Nesse ponto é que o fazer dos sambas difere do fazer radiofônico. Este, apesar da possibilidade de representação dos excluídos feita pelos textos de Moles e

pela interpretação de Adoniran, estrutura seus programas de forma que dificilmente estes perdurem como memória. Caso de Histórias das Malocas, que apesar das tentativas de registro – como as feitas no Lp homônimo ao programa, onde os poucos registros do programa mantidos compartilham a gravação com canções de Moles e do maestro Hervé Cordovil com interpretação de Estherzinha de Souza -, cairia no esquecimento do imaginário paulistano tal qual a prevalência do rádio como meio de comunicação de massas dominante. Já ao compor sambas, Adoniran Barbosa arregimentou uma arte que transforma os momentos do cotidiano em memória. Assim, a comunicação dos sambas para com o imaginário popular, ao mesmo tempo que utiliza dos meios de reprodutibilidade técnica para se sustentar como registro, diz respeito à maneira como o samba pode conceber a si mesmo como uma forma de memória que objetiva perdurar; ocorrendo dos dois fatores citados como motivo dessa construção não se sobreporem um ao outro, mas sim se complementam de forma equilibrada.

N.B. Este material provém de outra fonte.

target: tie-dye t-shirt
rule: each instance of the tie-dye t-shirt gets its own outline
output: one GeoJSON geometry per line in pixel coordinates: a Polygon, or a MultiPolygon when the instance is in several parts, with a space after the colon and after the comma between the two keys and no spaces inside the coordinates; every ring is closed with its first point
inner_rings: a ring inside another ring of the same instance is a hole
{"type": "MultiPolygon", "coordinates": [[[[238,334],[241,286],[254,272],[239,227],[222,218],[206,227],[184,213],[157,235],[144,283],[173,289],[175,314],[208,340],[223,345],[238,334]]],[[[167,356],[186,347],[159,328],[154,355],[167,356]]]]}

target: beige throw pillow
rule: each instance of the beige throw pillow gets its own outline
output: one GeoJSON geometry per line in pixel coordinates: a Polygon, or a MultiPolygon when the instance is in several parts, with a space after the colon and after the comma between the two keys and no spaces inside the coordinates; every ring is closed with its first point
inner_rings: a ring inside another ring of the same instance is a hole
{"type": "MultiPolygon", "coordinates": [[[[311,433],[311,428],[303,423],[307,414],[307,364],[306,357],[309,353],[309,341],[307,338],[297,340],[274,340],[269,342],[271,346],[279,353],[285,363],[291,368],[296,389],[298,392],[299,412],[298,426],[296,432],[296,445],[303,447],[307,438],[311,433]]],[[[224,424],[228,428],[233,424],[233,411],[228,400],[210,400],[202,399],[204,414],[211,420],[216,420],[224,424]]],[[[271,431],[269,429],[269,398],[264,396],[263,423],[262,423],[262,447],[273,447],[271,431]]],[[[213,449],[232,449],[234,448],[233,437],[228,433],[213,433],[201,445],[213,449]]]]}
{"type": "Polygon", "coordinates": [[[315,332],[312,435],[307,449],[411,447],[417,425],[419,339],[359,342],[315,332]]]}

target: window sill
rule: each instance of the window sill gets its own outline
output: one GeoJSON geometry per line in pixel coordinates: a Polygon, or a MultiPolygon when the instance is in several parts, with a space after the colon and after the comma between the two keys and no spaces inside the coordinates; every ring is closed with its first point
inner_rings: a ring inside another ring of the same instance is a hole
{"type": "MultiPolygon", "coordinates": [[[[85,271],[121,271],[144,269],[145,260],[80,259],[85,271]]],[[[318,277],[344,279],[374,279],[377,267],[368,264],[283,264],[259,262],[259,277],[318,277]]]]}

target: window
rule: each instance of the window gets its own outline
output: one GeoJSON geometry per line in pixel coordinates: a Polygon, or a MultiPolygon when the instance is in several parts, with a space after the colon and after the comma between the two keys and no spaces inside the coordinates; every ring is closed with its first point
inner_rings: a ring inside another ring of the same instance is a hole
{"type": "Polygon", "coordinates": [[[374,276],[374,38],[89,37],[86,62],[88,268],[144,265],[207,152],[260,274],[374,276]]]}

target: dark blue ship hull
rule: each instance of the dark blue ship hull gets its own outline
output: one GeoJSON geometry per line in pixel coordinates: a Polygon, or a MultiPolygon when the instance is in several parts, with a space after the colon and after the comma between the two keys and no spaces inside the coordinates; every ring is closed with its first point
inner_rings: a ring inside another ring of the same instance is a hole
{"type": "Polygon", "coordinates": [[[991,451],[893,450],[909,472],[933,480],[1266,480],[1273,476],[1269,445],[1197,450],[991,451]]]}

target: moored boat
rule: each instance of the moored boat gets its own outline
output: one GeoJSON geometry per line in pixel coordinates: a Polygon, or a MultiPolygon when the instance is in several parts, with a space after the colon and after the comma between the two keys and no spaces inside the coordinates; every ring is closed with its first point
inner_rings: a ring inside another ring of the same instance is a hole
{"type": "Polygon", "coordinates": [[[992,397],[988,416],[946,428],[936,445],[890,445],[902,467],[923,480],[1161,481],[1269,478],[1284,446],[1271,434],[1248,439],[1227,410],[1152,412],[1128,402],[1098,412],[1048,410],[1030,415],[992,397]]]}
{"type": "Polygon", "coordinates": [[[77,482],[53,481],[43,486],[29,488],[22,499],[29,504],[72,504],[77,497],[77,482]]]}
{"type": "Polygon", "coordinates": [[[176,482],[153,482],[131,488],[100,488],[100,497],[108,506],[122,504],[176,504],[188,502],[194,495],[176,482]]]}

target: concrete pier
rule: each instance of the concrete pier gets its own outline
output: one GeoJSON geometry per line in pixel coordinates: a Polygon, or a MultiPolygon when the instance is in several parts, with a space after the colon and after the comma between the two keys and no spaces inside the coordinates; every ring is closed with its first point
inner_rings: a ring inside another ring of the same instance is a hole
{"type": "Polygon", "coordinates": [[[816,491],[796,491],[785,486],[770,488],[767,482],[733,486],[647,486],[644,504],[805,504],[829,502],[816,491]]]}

A ideia do samba da Adoniran Barbosa como crônica-canção é então resultante de tais fatores que permitiram se estruturar como receptáculo que capta a aventura moderna protagonizada por aqueles que são geralmente excluídos pelo discurso dos poderes, que ufana a destruição material e afetiva causada pelo desenvolvimento constante da cidade. Dizendo respeito ao cotidiano e a seus desmembramentos, as histórias protagonizadas por essas pessoas são reveladoras do que vem a ser a identidade da metrópole paulistana e da relação conflituosa que esta tem com suas gentes. Sendo parte das táticas arregimentadas por esses excluídos como forma de antagonizar o esquecimento estrutural da modernidade, os sambas de Adoniran revelam o valor dos momentos e da importância de como estes demonstram o que vem a ser a conjuntura urbana; pois ao se transfigurarem em memória, mostram que muitas das situações arregimentadas pelo ambiente urbano de outrora podem ainda reverberar no cotidiano de muitas pessoas presentemente.